Awww. He's adorable. And a good eater, too!


----------



## CavePaws (Jan 25, 2011)

Omg. I'm so jealous. I've been having puppy fever for a rottweiler puppy or a malamute...Both preferably. Not at the same time though, can't handle that. More pictures are a must.


----------



## luvMyBRT (Mar 8, 2010)

Just adorable! Congrats on the new addition! I agree...we need more pics!


----------



## NewYorkDogue (Sep 27, 2011)

Awww..! Such a sweet little bear cub of a puppy dog you have there 

Also, I couldn't help notice how SHINY your female's coat is- very nice. 

How are the two taking to each other?


----------



## ciaBrysh (Dec 16, 2011)

Oh no not the puppy fever again!!! He's so adorable!


----------



## DaneMama (Jun 27, 2008)

So cute!!! Congratulations on the new addition!!! Love the name too....


----------



## Khan (Jan 17, 2010)

So dang cute!! They do look like little bear cubs!


----------



## AngelBullys (Jan 1, 2012)

Way to cute, Im jealous. I always wanted a rotty , but everyone I have lived with has been so against it lol, mom when i lived at home and now the boyfriend  . One day hopefully, they are gorgeous.


----------



## stajbs (Jun 5, 2010)

D'awwwww, so darned cute!! Congrats on the new furbaby!! Enjoy!!


----------



## magicre (Apr 7, 2010)

oh my. beautiful...adorable.....precious...


----------



## lucky (Jan 8, 2011)

he is beautiful


----------



## eternalstudent (Jul 22, 2010)

Thanks for all the comments. He is simply an adorable ball of fluff at the moment, and spends his time bumbling around . He has got the hang of the bones in the chicken so is on track to be a great little chewer.

As for my older pup getting on with him: she is a little bit stand-off ish. I think she simply does not quite understand what is going on as they don't seem to be speaking the same language. I think as he gets older they will work each other out.

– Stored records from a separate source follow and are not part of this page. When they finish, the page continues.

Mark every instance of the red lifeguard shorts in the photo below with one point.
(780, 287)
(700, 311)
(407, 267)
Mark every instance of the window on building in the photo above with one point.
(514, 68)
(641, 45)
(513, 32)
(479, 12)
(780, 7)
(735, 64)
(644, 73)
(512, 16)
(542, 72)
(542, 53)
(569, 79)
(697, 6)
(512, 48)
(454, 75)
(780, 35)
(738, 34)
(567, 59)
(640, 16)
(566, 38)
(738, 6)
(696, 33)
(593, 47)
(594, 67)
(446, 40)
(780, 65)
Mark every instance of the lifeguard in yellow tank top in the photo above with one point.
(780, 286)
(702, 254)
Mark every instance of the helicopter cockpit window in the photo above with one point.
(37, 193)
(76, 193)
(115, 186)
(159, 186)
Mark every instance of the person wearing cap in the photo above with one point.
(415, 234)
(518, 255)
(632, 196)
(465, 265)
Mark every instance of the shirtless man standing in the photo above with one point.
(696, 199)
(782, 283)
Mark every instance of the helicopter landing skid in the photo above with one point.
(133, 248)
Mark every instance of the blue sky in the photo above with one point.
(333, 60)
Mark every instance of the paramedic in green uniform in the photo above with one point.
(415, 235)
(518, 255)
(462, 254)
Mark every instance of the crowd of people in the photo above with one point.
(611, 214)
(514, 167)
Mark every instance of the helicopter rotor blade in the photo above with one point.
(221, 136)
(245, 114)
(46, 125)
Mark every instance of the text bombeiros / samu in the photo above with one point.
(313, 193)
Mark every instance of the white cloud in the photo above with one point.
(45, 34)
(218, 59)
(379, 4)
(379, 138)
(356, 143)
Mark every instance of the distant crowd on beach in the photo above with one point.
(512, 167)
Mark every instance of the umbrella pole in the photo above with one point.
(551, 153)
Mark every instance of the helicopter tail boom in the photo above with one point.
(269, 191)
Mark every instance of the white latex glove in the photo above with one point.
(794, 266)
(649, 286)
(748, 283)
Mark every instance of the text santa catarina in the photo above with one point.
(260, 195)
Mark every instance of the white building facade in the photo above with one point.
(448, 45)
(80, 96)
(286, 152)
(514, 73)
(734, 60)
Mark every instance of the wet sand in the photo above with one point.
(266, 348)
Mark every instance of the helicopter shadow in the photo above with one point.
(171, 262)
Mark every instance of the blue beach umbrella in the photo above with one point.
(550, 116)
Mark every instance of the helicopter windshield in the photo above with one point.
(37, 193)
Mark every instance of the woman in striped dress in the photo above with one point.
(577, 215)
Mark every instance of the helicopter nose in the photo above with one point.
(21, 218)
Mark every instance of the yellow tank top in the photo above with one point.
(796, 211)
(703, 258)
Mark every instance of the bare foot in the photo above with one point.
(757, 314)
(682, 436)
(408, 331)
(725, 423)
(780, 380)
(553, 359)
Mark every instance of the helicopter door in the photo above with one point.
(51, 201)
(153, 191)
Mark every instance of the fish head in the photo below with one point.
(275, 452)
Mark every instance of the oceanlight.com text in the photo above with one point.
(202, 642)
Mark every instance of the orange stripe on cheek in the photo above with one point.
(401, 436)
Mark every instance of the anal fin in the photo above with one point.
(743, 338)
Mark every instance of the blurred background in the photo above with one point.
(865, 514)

We are off tomorrow to watch the traffic and see some of the other sites so will try and get a couple of good pics


----------



## Janet At Nutro (Mar 11, 2011)

Congratulations on your new fur kid Dylan!
He is adorable!


----------



## HappyPuppy (Sep 26, 2011)

WTF!?! this was supposed to be the 'best friend' thread.... movin' on...........


----------



## AveryandAudrey (Sep 20, 2010)

SOOOOOOOOOOOO Cute  Congrats


----------



## wolfsnaps88 (Jan 2, 2012)

What a cutie patootie. Rottie pups are so adorable. I love their blocky heads. I almost got one. It was between a rottweiler and a mastiff. Maybe I will get a rottie in the future. More pics! Glad raw is working so well.


----------